During the Dec. 2 hearing, Pulver (the Judge hearing the case)asked Smith (acting attorney for the Town of Catskill) for the precise arrears amount owed by the Maetreum, to which she responded that “the issue we are looking at isn’t so much the dollars and cents of exactly what the taxes are, which I don’t have off the top of my head, the issue is opening the floodgates. Once you relax the requirements, and if you stretch them too far, then you’re going to have just a multitude of organizations who under the spirit of the law go —”

At that moment, the official court transcript shows Smith was interrupted by Pulver, who again asked how much the amount of taxes owed was. Smith said she didn’t know and did not further qualify her statement.

The issue was “opening the floodgates”….in other words recognition of a Federally registered 501 (c)(3), New York Religious Law incorporated minority religion.  The other word for this is religious bigotry towards a non Judeo-Christian religious organization to send a message to any other minority religious group they would fight against their rights to the death if they tried to claim their rights under law.  Interestingly enough, this actually would qualify as an act of terrorism under the Patriot Act.  It also violates at least three other Federal criminal laws directly.

Any doubt this is what is going on was totally erased when I had an informal discussion with the new “Code Enforcement” officer for the Town who told me, in no uncertain terms in front of two witnesses, one a reporter, that we were targeted because we didn’t “keep our heads down” as a group “that was different”.  He then went on to explain that he would find something, anything and we had “a big yellow flashing light over our property” for having the nerve to seek justice under the law.

Print this out Vincelette and place it on the record.  At this point we have an additional iron clad Federal Religious Discrimination suit against you and Catskill and we will pursue it if need be.

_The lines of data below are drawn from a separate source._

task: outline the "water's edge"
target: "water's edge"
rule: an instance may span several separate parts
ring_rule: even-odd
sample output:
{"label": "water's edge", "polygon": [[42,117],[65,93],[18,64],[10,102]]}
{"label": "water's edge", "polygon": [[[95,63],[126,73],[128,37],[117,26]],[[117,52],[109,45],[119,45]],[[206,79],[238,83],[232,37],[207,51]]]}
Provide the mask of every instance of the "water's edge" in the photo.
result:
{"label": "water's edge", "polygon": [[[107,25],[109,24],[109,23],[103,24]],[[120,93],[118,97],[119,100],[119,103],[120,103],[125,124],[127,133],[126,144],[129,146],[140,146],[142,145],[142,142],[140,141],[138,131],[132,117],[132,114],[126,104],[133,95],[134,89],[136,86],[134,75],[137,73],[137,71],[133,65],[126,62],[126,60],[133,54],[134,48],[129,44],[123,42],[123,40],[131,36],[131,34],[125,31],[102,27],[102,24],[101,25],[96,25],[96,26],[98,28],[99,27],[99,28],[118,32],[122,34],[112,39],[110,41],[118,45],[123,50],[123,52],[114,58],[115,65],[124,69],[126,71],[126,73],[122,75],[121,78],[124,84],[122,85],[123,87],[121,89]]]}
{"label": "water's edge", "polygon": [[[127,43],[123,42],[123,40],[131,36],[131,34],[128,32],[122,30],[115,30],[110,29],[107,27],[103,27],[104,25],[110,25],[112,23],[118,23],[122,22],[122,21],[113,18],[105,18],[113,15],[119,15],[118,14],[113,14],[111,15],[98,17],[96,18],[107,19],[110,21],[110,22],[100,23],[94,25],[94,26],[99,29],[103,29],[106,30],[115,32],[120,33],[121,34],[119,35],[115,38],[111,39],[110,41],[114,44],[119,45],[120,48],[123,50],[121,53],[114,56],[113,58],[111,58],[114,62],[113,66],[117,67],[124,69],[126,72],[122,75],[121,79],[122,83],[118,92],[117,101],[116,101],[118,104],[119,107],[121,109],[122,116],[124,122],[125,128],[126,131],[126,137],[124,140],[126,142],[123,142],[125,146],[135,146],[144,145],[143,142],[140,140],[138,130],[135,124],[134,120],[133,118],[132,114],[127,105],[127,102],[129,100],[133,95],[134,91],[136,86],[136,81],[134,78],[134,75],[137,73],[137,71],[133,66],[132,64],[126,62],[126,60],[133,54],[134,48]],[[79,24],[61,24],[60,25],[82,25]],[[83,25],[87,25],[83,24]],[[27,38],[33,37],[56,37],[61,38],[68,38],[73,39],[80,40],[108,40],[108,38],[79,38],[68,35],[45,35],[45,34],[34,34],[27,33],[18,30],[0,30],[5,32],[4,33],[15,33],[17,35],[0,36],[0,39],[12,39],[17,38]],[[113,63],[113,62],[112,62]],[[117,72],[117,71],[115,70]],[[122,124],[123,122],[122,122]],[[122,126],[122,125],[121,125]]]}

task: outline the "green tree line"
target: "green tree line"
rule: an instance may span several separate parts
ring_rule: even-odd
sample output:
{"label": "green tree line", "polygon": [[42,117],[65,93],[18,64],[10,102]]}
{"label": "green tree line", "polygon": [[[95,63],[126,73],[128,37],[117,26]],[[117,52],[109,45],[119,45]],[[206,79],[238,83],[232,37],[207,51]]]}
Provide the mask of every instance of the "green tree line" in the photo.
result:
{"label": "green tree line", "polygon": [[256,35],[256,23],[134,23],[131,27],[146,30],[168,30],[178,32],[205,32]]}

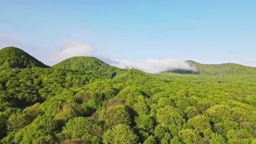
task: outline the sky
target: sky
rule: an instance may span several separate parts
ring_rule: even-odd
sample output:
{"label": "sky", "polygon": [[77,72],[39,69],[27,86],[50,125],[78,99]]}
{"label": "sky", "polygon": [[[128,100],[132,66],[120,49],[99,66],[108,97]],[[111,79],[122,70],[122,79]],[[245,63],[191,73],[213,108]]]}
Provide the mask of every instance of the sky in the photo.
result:
{"label": "sky", "polygon": [[49,65],[84,56],[154,73],[187,60],[256,67],[256,1],[1,0],[8,46]]}

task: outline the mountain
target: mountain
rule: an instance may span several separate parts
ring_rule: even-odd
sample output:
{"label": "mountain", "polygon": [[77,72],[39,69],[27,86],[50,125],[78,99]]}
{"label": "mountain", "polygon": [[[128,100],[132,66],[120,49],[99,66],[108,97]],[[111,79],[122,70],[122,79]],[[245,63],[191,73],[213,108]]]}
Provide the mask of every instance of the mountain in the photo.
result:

Vincelette’s newest strategy is to “outspend” us knowing we have limited funds because he is well aware he has no defense.  You can help us by paypaling a donation, fully tax deductible, to centralhouse@gallae.com

In the recent past Catskill allowed a Pagan bookstore owned by a lesbian couple to be driven out by local Baptists and a minority Christian group that had owned property directly across the street from us to be driven out as well with false accusations of child labour law violations.  This spring they rolled over and allowed Wal-Mart to bully them into millions in property tax exemptions in addition to the sweetheart deal they got in the first place.  Smith spoke the truth.  This has nothing to do with the money (except to us) and everything to do with an agenda of open bigotry.

Shame on you Catskill, the rest of us should boycott everything inside your borders.  And Daniel, in the ancient world we Cybelines were known not only as physical and spiritual healers and seers but also for the ability to curse.  We are not Christians, remember?  I’ve danced with the Witch of the Catskills who protects these mountains from those like yourself….fair warning.  Look up the legend.

footnote: a little preliminary number crunching would indicate our annual exemption would average each household in Catskill about 1.36 dollars a year, the legal bill for denying us the exemption stands currently at around 4.64 dollars per average and the Wal-Mart give away raised property taxes an average of 356 dollars per year. We will gladly provide every property owner in the Town of Catskill a quality cup of coffee at our Cafe if they feel cheated.  From public figures given at Town Meetings, the entire budget for fighting challenges such as ours has been spent to defeat our exemption this year.